In Shmushkovich v. Home Bound Healthcare, Inc., 2015 WL 3896947 (N.D. Ill. June 23, 2015), a whistleblower brought a qui tam complaint against his employer, a home health agency. As part of his job, the whistleblower had retained numerous company computer files on his personal computer at his home. The whistleblower was still employed at the home health agency at the time he filed the qui tam complaint, and he was still employed their when the complaint became unsealed.
As soon as the employer learned of the qui tam complaint, the employer immediately demanded the return of any company files in the whistleblower’s possession, including computer files. The whistleblower deleted all files from his computer but made two copies, one delivered to the employer and one delivered to his attorney.
The employer then filed a motion demanding that the attorney return the company’s computer files. In a well-reasoned opinion that can be found by clicking here, the court denied the employer’s motion.
The court first cited the long line of authority for the proposition that public policy and the False Claims Act encourages whistleblowers to investigate and report fraud against the government, even when that means violating confidentiality agreements or taking company documents that would otherwise be confidential.
The court then addressed a more practical concern. The whistleblower, in the context of litigating the qui tam case, would be entitled to request documents relevant to the fraud anyway. To the district court, it made little sense to require the whistleblower to return electronic documents, only to then request the exact same electronic documents in discovery from the employer. As the court explained, “requiring [whistleblower] to return documents that he will inevitably receive in discovery is a formality that has been obviated by the circumstances of this case (i.e. [whistleblower] already has copies of the documents and [employer] knows what documents he has) and will only serve to unnecessarily increase the expense and extend the length of the litigation.”

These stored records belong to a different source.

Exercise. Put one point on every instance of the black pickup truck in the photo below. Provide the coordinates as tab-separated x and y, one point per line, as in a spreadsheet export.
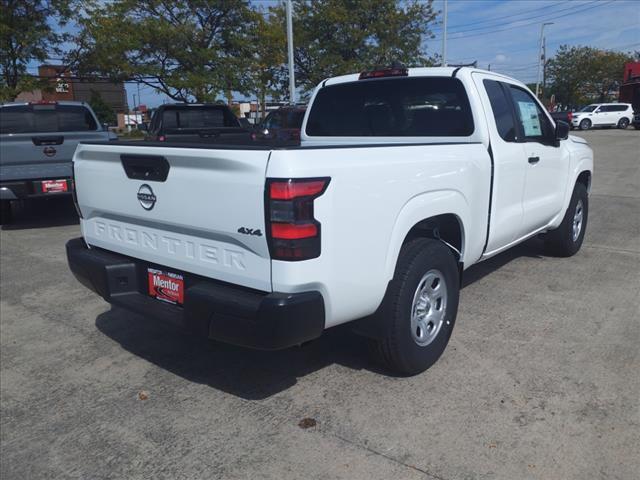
196	122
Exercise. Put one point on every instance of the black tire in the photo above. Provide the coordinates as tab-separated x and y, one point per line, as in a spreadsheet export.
5	212
561	241
397	350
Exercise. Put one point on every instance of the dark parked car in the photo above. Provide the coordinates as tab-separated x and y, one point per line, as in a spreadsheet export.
281	125
191	122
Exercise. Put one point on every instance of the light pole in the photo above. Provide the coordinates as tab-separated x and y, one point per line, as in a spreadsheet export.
292	80
540	57
444	35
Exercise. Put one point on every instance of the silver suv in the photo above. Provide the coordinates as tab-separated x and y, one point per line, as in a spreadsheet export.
603	115
37	142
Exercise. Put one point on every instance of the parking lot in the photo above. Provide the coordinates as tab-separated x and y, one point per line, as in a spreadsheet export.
541	378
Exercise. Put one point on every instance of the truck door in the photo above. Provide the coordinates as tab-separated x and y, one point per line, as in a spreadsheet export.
547	165
509	163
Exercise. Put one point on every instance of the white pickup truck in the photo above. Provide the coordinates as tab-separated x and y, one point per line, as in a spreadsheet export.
402	180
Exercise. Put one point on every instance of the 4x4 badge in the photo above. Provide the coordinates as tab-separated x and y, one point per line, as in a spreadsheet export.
250	231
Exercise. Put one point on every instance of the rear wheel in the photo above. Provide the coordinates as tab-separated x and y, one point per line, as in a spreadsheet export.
566	240
419	308
5	212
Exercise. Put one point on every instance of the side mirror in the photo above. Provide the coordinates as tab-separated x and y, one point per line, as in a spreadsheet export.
562	130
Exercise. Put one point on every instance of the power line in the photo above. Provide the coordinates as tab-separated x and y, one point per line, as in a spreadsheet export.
492	20
498	24
574	12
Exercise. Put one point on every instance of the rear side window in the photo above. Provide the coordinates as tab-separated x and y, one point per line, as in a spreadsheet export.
197	118
502	112
46	119
273	120
294	119
618	108
395	107
533	121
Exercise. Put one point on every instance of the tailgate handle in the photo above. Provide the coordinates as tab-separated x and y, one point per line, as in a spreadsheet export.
145	167
49	140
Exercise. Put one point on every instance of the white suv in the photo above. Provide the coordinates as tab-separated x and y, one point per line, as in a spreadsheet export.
603	115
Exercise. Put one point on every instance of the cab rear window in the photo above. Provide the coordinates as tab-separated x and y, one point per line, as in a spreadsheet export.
394	107
46	118
175	119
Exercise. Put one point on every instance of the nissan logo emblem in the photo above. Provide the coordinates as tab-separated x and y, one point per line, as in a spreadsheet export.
49	151
146	197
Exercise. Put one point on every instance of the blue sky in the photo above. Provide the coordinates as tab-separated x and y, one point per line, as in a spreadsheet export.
505	33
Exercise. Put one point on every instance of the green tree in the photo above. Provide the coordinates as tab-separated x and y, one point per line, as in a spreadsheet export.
335	37
102	109
29	31
188	50
582	74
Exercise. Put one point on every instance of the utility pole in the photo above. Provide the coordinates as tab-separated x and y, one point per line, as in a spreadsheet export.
544	65
444	35
540	57
292	80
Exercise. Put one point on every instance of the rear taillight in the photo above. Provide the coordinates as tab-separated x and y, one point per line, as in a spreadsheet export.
73	189
292	231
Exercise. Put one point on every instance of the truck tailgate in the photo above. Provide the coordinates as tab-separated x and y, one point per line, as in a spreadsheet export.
188	221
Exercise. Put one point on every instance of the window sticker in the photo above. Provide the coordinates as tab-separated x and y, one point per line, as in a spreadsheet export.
530	119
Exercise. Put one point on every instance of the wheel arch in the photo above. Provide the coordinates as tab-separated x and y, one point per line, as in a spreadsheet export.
438	215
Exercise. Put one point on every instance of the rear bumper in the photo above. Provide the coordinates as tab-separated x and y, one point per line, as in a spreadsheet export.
231	314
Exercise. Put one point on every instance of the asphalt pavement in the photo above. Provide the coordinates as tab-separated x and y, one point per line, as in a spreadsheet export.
541	378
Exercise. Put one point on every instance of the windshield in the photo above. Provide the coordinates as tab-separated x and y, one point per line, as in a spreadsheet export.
46	118
402	107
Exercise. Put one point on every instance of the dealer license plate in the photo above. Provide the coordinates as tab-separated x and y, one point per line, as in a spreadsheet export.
54	186
166	286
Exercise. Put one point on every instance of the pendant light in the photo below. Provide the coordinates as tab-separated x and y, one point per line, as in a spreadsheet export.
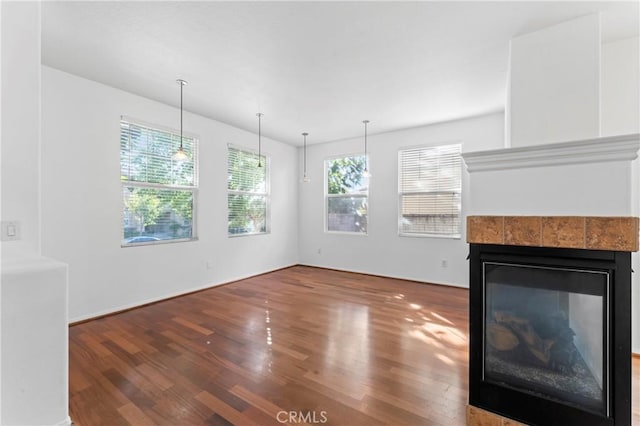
305	178
365	172
180	154
259	115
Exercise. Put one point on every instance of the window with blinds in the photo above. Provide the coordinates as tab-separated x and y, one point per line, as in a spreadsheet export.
347	195
158	193
429	180
248	193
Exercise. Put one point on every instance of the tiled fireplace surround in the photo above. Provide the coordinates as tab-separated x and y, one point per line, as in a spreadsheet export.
576	232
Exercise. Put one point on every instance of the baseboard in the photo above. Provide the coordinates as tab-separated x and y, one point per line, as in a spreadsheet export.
151	301
355	271
65	422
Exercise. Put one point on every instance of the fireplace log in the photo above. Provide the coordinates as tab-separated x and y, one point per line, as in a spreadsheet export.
538	347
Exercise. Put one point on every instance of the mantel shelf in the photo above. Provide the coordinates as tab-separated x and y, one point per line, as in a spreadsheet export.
598	150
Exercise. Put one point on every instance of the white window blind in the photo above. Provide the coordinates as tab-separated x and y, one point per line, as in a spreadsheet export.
430	190
158	193
347	195
248	192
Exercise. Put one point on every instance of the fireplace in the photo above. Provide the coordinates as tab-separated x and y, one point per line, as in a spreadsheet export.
550	335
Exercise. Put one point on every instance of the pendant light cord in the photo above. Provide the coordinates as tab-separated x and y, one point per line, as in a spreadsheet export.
305	153
259	138
366	159
181	87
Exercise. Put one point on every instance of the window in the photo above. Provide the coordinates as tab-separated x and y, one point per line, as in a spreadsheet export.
248	193
158	193
347	195
429	191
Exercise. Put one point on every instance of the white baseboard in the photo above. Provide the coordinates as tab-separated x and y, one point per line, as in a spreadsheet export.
65	422
139	303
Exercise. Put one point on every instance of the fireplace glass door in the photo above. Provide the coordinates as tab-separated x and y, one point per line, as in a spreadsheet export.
546	333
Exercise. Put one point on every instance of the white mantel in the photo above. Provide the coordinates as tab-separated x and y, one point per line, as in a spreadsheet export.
594	177
597	150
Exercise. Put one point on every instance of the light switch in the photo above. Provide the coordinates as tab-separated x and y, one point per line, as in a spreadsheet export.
10	230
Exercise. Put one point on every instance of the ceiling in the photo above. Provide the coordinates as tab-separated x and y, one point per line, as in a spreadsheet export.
319	67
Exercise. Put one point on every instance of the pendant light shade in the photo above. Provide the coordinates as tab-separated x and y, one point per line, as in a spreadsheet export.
365	172
180	154
259	115
305	178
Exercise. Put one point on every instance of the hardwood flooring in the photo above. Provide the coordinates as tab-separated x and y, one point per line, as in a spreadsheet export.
300	345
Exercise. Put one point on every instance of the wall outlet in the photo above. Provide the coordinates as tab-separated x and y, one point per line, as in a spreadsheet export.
10	230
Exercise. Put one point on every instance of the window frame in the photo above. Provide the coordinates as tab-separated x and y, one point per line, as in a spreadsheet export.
194	189
356	195
451	236
266	194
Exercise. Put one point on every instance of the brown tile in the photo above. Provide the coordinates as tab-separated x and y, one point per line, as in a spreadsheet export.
563	231
509	422
612	233
522	230
485	229
478	417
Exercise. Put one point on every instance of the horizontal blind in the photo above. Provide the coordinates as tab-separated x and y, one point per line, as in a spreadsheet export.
146	155
243	171
430	190
248	192
158	192
347	195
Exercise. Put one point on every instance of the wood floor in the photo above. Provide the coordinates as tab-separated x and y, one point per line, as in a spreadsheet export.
300	345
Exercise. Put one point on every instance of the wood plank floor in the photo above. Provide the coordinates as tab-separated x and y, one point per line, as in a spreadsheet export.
300	345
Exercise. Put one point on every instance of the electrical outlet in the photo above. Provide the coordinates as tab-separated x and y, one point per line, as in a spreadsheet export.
10	230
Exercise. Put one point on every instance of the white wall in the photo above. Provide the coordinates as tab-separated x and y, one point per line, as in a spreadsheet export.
620	76
21	124
554	84
34	364
382	251
81	201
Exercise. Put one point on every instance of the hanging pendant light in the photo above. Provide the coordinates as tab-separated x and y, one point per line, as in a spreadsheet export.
305	178
365	172
180	154
259	115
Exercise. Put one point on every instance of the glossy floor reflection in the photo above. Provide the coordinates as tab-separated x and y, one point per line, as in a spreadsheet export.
300	345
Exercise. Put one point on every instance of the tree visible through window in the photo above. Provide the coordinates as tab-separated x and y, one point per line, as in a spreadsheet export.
430	189
248	193
347	194
158	193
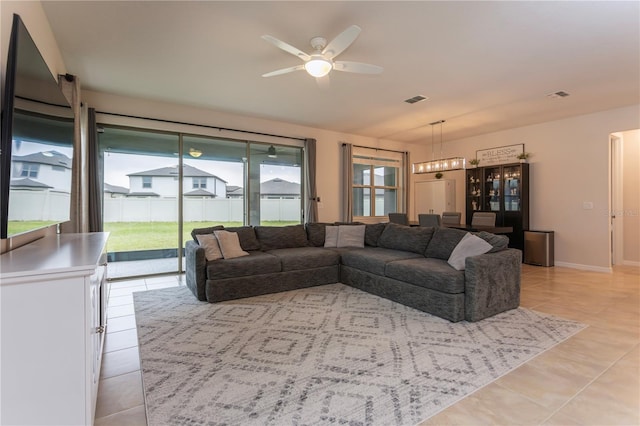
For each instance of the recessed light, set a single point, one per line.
(558, 94)
(415, 99)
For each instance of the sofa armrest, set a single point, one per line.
(195, 269)
(492, 283)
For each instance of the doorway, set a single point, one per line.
(624, 197)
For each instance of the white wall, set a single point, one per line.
(570, 165)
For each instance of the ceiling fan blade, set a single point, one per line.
(357, 67)
(287, 47)
(284, 71)
(341, 42)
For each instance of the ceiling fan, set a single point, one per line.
(320, 62)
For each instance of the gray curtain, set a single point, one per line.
(95, 181)
(311, 213)
(347, 179)
(407, 181)
(70, 86)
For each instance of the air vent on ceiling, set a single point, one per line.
(559, 94)
(415, 99)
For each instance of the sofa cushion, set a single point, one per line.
(315, 233)
(374, 259)
(256, 263)
(469, 245)
(344, 236)
(247, 237)
(372, 233)
(407, 238)
(229, 244)
(293, 259)
(429, 273)
(443, 242)
(498, 242)
(275, 237)
(201, 231)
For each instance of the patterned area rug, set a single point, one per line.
(322, 355)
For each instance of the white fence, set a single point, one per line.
(39, 206)
(195, 210)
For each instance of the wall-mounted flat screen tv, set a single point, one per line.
(37, 141)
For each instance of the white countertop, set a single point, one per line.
(64, 253)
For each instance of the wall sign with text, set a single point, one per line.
(499, 155)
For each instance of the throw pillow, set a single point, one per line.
(277, 237)
(229, 244)
(211, 247)
(200, 231)
(331, 236)
(469, 245)
(351, 236)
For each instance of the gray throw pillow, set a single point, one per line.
(315, 233)
(413, 239)
(498, 242)
(443, 242)
(247, 237)
(372, 233)
(276, 237)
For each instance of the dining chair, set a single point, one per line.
(399, 218)
(451, 218)
(483, 219)
(428, 219)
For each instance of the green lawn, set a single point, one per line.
(132, 236)
(16, 227)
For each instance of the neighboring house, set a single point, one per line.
(274, 189)
(162, 183)
(279, 189)
(48, 170)
(115, 191)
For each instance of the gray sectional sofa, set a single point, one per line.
(404, 264)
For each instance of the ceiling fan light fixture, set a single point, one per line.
(318, 66)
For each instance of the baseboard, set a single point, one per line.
(606, 269)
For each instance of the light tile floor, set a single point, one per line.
(592, 378)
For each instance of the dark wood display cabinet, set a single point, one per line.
(504, 190)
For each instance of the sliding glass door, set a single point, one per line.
(159, 186)
(140, 200)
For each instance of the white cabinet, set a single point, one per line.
(435, 196)
(52, 316)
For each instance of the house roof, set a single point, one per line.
(28, 183)
(199, 193)
(114, 189)
(53, 158)
(188, 171)
(484, 65)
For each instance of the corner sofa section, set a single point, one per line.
(404, 264)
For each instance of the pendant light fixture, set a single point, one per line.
(441, 164)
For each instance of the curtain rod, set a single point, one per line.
(200, 125)
(377, 149)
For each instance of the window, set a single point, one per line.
(377, 186)
(30, 170)
(200, 183)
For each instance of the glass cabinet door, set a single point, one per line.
(491, 194)
(474, 189)
(512, 188)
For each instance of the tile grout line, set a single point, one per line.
(592, 381)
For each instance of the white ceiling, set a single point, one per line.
(485, 66)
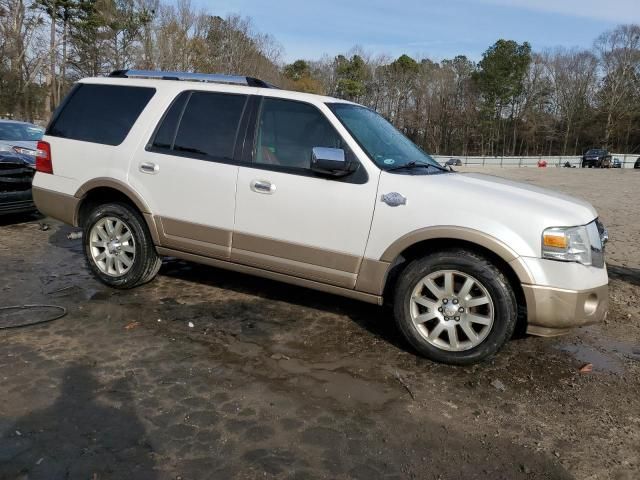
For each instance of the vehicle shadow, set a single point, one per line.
(78, 436)
(375, 319)
(626, 274)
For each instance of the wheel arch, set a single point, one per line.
(103, 190)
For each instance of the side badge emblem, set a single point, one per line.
(393, 199)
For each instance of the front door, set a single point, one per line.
(290, 220)
(186, 173)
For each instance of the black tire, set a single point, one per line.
(505, 309)
(146, 262)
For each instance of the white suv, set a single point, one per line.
(319, 192)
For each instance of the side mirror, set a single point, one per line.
(330, 161)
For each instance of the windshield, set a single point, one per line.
(20, 132)
(385, 145)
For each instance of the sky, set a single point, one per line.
(427, 28)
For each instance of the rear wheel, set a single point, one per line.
(455, 307)
(118, 246)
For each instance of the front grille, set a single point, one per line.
(15, 177)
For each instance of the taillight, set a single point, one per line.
(43, 158)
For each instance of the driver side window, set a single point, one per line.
(288, 131)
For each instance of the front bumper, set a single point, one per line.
(554, 311)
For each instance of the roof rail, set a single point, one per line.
(192, 77)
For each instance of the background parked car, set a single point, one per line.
(19, 137)
(454, 162)
(16, 175)
(596, 157)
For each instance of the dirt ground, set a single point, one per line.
(274, 381)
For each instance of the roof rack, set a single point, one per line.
(192, 77)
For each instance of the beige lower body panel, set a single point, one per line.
(194, 238)
(554, 311)
(282, 277)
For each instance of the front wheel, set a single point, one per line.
(118, 246)
(455, 307)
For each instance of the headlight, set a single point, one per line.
(582, 244)
(25, 151)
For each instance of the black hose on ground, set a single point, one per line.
(60, 312)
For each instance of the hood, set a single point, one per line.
(512, 212)
(556, 206)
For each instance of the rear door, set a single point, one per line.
(289, 219)
(187, 173)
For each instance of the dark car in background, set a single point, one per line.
(596, 158)
(16, 175)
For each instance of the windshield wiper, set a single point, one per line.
(414, 164)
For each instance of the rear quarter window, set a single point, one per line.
(100, 113)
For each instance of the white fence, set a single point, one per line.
(627, 160)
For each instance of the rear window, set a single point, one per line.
(100, 113)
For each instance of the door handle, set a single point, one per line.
(263, 186)
(149, 167)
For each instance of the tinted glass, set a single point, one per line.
(20, 132)
(100, 113)
(167, 130)
(384, 144)
(288, 131)
(209, 125)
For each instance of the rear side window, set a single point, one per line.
(207, 127)
(100, 113)
(166, 133)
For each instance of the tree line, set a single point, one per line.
(513, 101)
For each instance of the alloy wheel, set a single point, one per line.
(112, 246)
(452, 310)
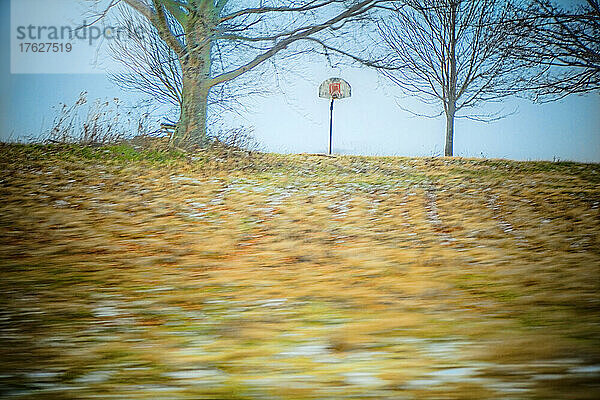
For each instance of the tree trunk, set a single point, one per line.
(451, 106)
(195, 69)
(449, 149)
(191, 128)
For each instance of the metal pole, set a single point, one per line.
(330, 124)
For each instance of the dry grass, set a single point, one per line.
(152, 274)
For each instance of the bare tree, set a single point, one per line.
(217, 41)
(565, 43)
(149, 65)
(453, 53)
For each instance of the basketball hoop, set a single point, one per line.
(334, 88)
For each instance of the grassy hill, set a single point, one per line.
(144, 274)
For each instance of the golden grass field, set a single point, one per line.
(140, 275)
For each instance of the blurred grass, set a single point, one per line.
(136, 271)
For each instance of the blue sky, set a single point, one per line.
(295, 120)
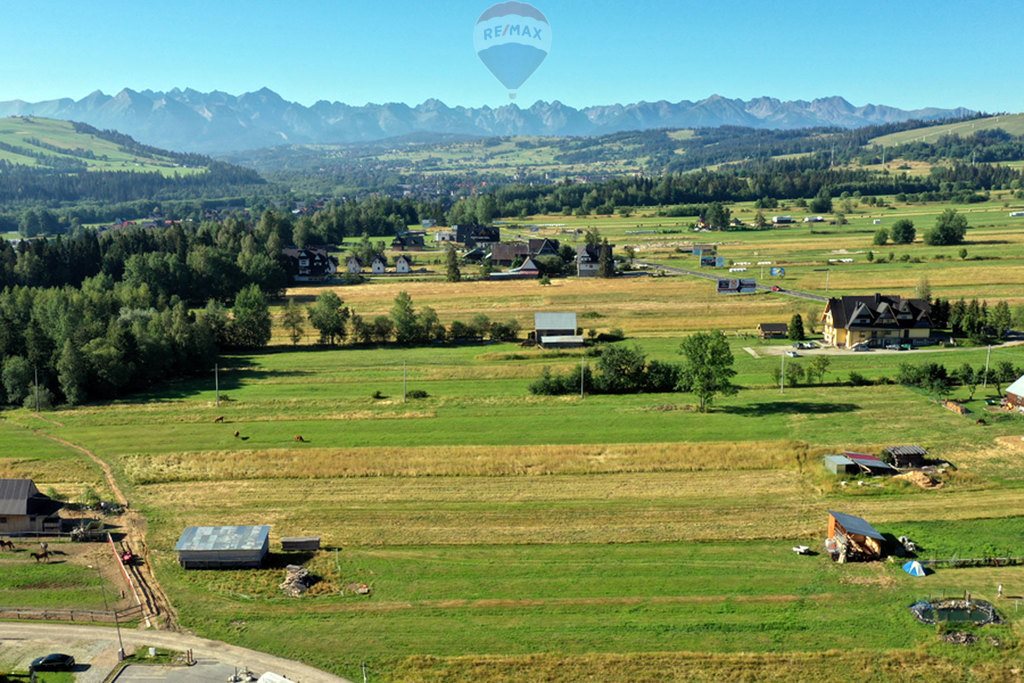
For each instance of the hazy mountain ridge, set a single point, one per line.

The district court added two caveats. First, the whistleblower could only retain documents that were relevant to his claims, and he had to delete the remainder. Second, the court acknowledged that the computer files might contain attorney-client privileged documents. In the event that the whistleblower’s lawyers gained access to these privileged documents, the court might have to hold a hearing in the future to determine whether the employer had been injured and what remedies might be necessary.